MOMSMONEY.ID - Sebagian besar masyarakat Indonesia ternyata masih belum memenuhi kebutuhan serat harian.
Berdasarkan data Riset Kesehatan Dasar (Riskesdas) Kementerian Kesehatan, sekitar 95,5% masyarakat Indonesia berusia di atas lima tahun mengalami kekurangan asupan serat.
Kurangnya konsumsi serat dapat memengaruhi kesehatan pencernaan dan berdampak pada kondisi tubuh secara keseluruhan.
Di tengah kesibukan sehari-hari, banyak orang juga cenderung menunda sarapan atau kurang memperhatikan asupan nutrisi yang dikonsumsi.
CEO Hotto, Guntur, menilai kesadaran menjaga kesehatan perlu dibangun sebelum tubuh mengalami gangguan.
Baca Juga: Tips Hidrasi saat Aktif ala Powerade, Jangan Tunggu Haus Dulu
"Kami percaya Indonesia maju kalau orangnya sehat.

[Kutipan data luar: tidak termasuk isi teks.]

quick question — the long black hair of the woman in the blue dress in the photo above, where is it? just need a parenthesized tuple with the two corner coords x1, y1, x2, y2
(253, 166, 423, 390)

Anak-anak yang nutrisinya cukup menyerap pelajaran lebih baik. Orang tua yang sehat bisa hadir untuk keluarga. Pekerja yang sehat lebih produktif," ujarnya dalam keterangan resmi yang dikutip Selasa (23/6).
Menurut Guntur, menjaga kesehatan seharusnya menjadi keputusan yang dilakukan setiap hari, bukan hanya ketika sakit.
"Kami tidak ingin orang Indonesia menunggu sakit dulu baru sehat. Kami ingin sehat menjadi keputusan harian," katanya.
Dalam kampanye edukasi kesehatan yang diluncurkan perusahaan, komedian senior Indro Warkop juga mengingatkan pentingnya menjaga kondisi tubuh agar tetap bisa beraktivitas dan menikmati waktu bersama keluarga.
Baca Juga: Pengganti Nasi, Manfaat Sorgum jadi Solusi Jaga Berat Badan dan Kesehatan Usus
"Saya ngomong sehat itu harus karena saya sudah pernah ngalamin sendiri, kalau badan rewel, mau kerja gak enak, mau ngumpul gak enak, mau ngopi sama temen pun gak nikmat. Jadi ya, kamu harus sehat," ujar Indro.
Pakar kesehatan umumnya menyarankan masyarakat memenuhi kebutuhan serat dari berbagai sumber makanan, seperti sayur, buah, kacang-kacangan, dan biji-bijian.
Kebiasaan sederhana tersebut dapat membantu menjaga kesehatan pencernaan sekaligus mendukung kualitas hidup dalam jangka panjang.